Scarberryfields: Does writing benefit you in any way and if so, how?
Gary: Writing has made me more grateful for what I have, and has helped me appreciate life more. I’m a very lucky guy, and I never forget that aspect of my life or where I’ve come from. Writing true crime and meeting with victims’ families has taught me the difference between sympathy and empathy, an important distinction that we all need to know and practice. When you can place yourself inside someone else’s shoes, feel what they feel and cry right along with them over their loss, it changes you—for the better. You become a person who no longer thinks only of himself, and other people—even strangers—become important to you, in varying degrees, of course. Writing, especially now that I’ve gone indie, has freed up considerable time to allow for things that I love, like travel and spending time with my family, and reading.
Scarberryfields: When you’re writing, do you shut-off all social networks?
Gary: No, I haven’t been able to do that yet, and I no longer even try. I attempt to limit the time spent on social networks when I’m writing, but I allow time for that part of my life several times each day, whether writing or not. I’d be lost without social networking. I’ve made a lot of good friends, such as yourself, through social networking, and many people I know online have become important to me, much as close personal friends are important to me. Social networking is a great outlet for many different reasons, not just marketing (though marketing is important).
Scarberryfields: Did you use any family members as Beta readers for your debut novel?
Gary: Yes, but for only one of my books, my first, BLOOD LUST. My wife read it first, loved it, but she hasn’t picked up another since. She found it very compelling reading, but it also disturbed her greatly in that she was not aware of the evil that exists in the world prior to reading BLOOD LUST. I’ve never pressured her further. My daughters have read some of my books after publication, and loved them!

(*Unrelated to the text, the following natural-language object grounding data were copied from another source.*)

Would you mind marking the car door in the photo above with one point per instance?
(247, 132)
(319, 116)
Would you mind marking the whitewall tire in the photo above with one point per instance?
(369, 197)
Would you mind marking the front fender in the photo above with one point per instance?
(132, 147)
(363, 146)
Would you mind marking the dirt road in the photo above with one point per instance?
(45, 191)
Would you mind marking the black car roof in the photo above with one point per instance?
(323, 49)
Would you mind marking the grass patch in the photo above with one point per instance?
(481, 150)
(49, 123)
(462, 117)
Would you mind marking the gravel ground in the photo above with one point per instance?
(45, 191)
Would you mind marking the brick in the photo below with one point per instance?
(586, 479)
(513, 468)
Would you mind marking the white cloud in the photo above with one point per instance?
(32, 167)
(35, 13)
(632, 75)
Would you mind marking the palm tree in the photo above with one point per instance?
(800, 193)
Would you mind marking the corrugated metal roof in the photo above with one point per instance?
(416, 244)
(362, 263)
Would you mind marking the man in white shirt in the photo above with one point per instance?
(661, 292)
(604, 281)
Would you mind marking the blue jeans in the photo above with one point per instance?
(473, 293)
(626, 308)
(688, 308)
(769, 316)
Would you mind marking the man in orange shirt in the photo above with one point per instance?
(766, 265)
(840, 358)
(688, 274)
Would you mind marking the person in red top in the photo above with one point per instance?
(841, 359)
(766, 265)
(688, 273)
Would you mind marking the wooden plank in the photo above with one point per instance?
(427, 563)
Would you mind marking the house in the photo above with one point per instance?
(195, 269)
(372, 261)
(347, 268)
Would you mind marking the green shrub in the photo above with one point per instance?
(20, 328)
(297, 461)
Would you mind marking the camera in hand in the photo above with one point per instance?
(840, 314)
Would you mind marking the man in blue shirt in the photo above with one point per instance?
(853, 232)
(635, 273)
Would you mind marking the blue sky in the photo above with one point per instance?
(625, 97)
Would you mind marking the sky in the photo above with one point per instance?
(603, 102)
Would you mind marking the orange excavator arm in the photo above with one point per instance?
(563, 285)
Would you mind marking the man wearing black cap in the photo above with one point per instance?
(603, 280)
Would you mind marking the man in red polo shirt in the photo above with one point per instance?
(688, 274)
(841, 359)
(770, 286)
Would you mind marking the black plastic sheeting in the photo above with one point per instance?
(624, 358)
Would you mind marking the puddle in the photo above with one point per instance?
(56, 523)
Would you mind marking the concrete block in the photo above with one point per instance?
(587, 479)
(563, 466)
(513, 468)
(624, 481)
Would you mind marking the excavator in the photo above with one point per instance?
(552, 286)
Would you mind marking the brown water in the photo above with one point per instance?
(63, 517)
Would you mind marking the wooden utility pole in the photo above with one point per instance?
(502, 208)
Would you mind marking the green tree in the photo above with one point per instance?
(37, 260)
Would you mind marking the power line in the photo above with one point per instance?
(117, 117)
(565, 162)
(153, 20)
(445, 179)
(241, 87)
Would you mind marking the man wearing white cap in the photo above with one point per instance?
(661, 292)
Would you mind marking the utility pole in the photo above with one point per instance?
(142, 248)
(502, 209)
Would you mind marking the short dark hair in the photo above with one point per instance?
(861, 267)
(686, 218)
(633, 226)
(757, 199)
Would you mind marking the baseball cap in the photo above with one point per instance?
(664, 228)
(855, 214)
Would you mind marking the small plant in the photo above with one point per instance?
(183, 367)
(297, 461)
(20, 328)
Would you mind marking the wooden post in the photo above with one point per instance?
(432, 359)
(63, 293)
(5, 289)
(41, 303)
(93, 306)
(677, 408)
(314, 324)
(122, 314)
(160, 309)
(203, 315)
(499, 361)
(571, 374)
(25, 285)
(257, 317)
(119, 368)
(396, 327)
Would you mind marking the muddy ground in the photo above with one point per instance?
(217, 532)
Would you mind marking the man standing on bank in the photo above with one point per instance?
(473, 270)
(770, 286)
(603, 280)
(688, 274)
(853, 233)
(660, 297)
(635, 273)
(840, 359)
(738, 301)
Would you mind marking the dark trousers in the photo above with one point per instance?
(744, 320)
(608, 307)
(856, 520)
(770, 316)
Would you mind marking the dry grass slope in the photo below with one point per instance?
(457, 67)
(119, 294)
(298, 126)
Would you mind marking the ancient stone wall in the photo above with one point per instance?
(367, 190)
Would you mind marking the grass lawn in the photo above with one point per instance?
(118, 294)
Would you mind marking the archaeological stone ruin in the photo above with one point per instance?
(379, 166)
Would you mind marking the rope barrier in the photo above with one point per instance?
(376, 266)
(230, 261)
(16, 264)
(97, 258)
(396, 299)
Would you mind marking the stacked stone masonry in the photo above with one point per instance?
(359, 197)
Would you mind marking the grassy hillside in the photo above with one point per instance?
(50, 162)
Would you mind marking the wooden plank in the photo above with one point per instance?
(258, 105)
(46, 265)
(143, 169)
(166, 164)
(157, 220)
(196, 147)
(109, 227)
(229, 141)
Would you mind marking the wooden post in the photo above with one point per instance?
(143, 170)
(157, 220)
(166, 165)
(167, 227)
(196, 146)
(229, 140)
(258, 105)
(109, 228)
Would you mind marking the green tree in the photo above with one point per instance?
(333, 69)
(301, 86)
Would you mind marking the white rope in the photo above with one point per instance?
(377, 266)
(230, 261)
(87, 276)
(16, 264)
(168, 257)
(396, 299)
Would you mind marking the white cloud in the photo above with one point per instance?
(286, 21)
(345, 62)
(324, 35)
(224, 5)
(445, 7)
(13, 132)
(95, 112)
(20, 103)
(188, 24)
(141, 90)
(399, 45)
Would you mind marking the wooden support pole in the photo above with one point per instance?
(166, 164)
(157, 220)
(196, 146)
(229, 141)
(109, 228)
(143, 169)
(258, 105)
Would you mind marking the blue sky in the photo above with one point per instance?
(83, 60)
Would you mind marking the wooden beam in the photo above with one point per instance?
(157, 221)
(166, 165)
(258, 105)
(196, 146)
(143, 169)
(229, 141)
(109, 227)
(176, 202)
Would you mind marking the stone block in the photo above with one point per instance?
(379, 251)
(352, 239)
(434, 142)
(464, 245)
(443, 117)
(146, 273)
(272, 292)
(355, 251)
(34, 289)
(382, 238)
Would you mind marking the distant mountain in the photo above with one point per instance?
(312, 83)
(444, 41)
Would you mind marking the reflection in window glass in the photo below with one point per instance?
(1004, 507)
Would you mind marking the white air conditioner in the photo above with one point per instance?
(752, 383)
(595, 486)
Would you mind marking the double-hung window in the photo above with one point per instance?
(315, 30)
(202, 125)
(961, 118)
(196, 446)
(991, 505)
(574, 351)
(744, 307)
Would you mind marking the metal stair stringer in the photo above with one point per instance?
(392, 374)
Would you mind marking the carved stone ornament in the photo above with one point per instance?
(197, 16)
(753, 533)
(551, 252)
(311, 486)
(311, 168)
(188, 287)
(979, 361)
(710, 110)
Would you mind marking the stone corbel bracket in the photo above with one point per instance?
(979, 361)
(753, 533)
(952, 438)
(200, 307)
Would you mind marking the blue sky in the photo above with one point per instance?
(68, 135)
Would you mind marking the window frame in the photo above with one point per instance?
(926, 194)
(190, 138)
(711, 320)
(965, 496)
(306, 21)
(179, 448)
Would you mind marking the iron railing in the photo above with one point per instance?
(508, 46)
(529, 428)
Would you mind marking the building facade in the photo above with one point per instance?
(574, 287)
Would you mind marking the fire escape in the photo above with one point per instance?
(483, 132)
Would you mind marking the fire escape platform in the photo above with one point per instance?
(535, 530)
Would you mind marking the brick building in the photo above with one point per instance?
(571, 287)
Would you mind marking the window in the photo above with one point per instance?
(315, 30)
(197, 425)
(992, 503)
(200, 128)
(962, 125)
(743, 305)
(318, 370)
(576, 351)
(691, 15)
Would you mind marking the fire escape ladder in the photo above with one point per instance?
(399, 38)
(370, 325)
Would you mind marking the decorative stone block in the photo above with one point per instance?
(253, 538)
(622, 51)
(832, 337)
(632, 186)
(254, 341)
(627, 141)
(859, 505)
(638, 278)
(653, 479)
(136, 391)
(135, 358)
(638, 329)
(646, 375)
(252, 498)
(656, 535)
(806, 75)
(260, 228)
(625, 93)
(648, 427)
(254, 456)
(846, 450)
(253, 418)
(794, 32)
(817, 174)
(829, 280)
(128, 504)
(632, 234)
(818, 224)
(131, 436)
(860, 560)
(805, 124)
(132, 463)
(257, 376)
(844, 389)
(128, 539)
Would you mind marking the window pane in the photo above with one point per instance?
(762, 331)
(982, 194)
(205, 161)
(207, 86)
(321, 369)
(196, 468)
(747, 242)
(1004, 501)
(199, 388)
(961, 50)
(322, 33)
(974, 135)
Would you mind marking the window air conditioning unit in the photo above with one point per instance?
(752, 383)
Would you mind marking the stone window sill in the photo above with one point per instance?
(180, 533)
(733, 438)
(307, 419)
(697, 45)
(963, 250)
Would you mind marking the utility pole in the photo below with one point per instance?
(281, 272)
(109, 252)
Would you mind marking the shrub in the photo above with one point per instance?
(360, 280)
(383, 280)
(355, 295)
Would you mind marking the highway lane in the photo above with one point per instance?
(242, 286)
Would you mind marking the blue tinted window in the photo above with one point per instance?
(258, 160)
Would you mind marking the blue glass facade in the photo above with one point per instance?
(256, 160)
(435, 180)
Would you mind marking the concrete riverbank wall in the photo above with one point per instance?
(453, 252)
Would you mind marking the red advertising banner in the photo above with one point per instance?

Scarberryfields: Do you read ebooks? If you do, and write reviews, do you have any special process you use to write a review?
Gary: Oh, yes! I resisted eBooks for years, but finally broke down and found out what I was missing. I love eBooks now, and am always adding a new title to my iPad, often from new writers I discover through social networking. There are some real gems out there, just waiting to be discovered. I still love the look and feel of paper and ink books, but I’m now much more selective about those I purchase—usually collectibles of some sort, signed books, etc. I don’t write many reviews, but I do write a few and usually for Amazon.com. I never slam another author’s work, though. If I can’t write at least a somewhat positive review, I won’t write a review at all. Others can fill that void adequately without me! J
Scarberryfields: What is the last book called that you completed and published? Also, where can we find this book?
Gary: RAGE was my last published book. It can be found at Barnes and Noble, both in their brick and mortar stores and online, and at Amazon.com. I don’t believe it has yet been published as an eBook. As for eBooks, BLOOD LUST, DRIVEN TO KILL, TO DIE FOR (previously published as Blind Rage), and MURDER IN ROOM 305 (previously published as Web of Deceit), were all republished by me last year and have consistently been on Amazon.com bestseller lists. Those books can also be found at BN.com.
Scarberryfields: Where can readers go to find your books?
Gary: With the demise of Borders and other brick and mortar bookstores, many of my traditionally-published books can be found through independent bookstores and Barnes and Noble. The easiest way to obtain my books, both eBooks and traditionally-published, is on Amazon.com and BN.com, and other online retailers. Readers can find descriptions and excerpts from my books on my website, www.garycking.com, which also provides purchase links.
Scarberryfields: Thank you so much for taking the time to answer my questions, Gary.